I use to think my daughter could not handle losing well and that she was just overreacting. Then not longer ago a friend of hers came over and they played a game together. Her friend had demonstrated numerous times that he was a superior video game player, so he had a leg up on her on something. He wanted to show that he could keep up with her in an area she excelled at, in this case, board games. He had never played this game before but still had an expectation of success, because, well, 5 year olds. She, having beat momma and dadda, was the pro and took to the task of teaching the game very seriously. She won the first match. He very quietly disappeared. She had not been boastful about her victory, and was very courteous and respectful as the victor and welcomed him to another round. But he was gone. I went and found him in another bedroom, very silently hiding behind a chair against the wall, out of plain sight. I asked him if he was ok. He said yea. I asked him if he wanted to come out and play something else. He said not yet. Then I asked him if he was disappointed that he had lost the game. He very politely said yes. I told him to hang there as long as he needed and to come on out when he was ready, then I walked out of the room. A few minutes later he emerged and he and my daughter went about playing other things and had a grand old day of playing. What did I gain from this? Kids freaking hate losing. And they will do whatever it takes to avoid losing again. As adults we have a tendency to call this quitting. That is because we have years of experience in losing, but we also have years of experience in knowing just what it takes to succeed and how freaking hard it is to succeed. Kids do not realize just how difficult it is to win things. It is an expectation on their part to win everything they do, and each kid reacts in their own way when they don’t. They are learning.

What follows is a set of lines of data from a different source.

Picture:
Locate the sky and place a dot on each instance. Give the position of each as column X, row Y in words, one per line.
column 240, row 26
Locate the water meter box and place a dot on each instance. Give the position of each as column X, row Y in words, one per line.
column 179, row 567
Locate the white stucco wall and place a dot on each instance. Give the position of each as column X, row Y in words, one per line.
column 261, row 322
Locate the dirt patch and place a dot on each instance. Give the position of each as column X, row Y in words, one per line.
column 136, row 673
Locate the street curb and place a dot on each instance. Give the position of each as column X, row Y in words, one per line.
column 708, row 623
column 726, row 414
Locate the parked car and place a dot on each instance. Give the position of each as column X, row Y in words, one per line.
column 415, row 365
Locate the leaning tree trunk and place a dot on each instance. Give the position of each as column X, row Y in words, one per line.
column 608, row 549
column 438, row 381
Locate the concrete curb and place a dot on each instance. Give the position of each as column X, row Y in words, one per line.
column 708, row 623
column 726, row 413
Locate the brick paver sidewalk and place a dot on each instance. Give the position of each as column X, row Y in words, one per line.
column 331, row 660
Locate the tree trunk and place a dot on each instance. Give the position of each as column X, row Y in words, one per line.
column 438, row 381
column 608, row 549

What I have learned is that my daughter hates losing. What I have also learned is that she is not wrong for the way she reacts when she loses. She is not a 38 year old beer league hockey player who can get over a championship loss in mere minutes, and to act or expect any differently is pure folly. What she is doing is beginning to read her emotions and make her own decisions based off those emotions. As a father, how can I expect anything less? There will be a time when she understands the benefits of losing. For now, though, I’m just going to let her be the fastest 5 year old I know.